Concurrency approaches for faster applications

George Leivadas
Travelex Tech Blog
Published in
8 min readFeb 22, 2018

What is concurrency

Concurrency refers to the ability of handling multiple tasks at a time. Note that handling does not mean necessarily executing them simultaneously. That is a major distinction with parallelism. You can have concurrency without doing things in parallel. A good example is a single core CPU executing multiple processes one at a time but not in a sequential order.

Comparison between sequential, concurrent and parallel task completion.

The picture above illustrates the difference between sequential, concurrent and parallel execution. There are 4 different tasks (each one is represented by different color). In the sequential execution each task is executed in order and only one at a time. In concurrent execution a task might be started before a previously started task has finished. However, progress is made in only one task at any given time. Finally, in parallel execution more than one tasks make progress simultaneously.

Why concurrency matters

Concurrency improves:

applications by reducing completion latency (speed) and increasing the responsiveness which sometimes (especially in GUIs) is highly appreciated! (e.g. the common frustration that users get when hitting the cancel button and the application does not respond)

resource utilisation by allowing different resources operate in different speeds without one blocking the other. Traditionally, CPU's have always been much faster than any other part of a computer system meaning that any task that requires data to be fetched outside the ‘CPU ecosystem’ could potentially waste CPU cycles if not handled properly.

The table above describes how much time is actually needed (actual latency) for a typical action to be performed.
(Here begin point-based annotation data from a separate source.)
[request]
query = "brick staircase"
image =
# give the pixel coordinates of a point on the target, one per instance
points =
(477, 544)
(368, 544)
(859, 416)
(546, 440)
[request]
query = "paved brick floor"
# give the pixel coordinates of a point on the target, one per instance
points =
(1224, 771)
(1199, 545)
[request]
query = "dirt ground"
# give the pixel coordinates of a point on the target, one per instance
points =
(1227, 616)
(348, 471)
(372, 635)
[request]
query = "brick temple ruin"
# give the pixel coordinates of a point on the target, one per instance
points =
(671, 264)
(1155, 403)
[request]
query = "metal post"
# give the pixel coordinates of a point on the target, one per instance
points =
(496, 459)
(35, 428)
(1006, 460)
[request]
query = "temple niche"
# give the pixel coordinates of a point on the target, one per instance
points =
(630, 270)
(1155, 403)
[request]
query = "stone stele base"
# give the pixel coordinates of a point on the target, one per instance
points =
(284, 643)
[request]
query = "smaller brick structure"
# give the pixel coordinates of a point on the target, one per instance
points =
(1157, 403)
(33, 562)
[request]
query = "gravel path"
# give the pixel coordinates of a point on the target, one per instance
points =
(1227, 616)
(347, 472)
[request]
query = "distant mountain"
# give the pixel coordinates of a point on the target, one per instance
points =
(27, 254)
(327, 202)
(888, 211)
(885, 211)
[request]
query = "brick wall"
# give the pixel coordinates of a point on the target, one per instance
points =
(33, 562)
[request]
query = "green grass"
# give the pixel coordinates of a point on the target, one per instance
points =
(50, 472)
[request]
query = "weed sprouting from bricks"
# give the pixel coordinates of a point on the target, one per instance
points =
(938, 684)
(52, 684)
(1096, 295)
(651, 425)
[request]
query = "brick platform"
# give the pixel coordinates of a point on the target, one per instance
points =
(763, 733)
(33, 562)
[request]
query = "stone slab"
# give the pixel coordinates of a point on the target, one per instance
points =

In order to realize better the huge difference between a CPU cycle and any other action, the second column is scaled so that it shows the amount of time that would have been needed if 1 CPU cycle needed 1 second to be completed.

Limits of concurrency improvements

Although concurrency usually increases the speed of a process, it is still bounded though by the portion of it that cannot be isolated and executed independently of the rest of the process.

The total maximum improvement, for a given fixed workload, is provided by Amdahl’s Law.

Total Maximum Improvement (TMI) = 1/ [(1-P) + P/S]

where P is the percentage of the portion of the task that can be parallelized and S is the speedup that you gain for that particular portion.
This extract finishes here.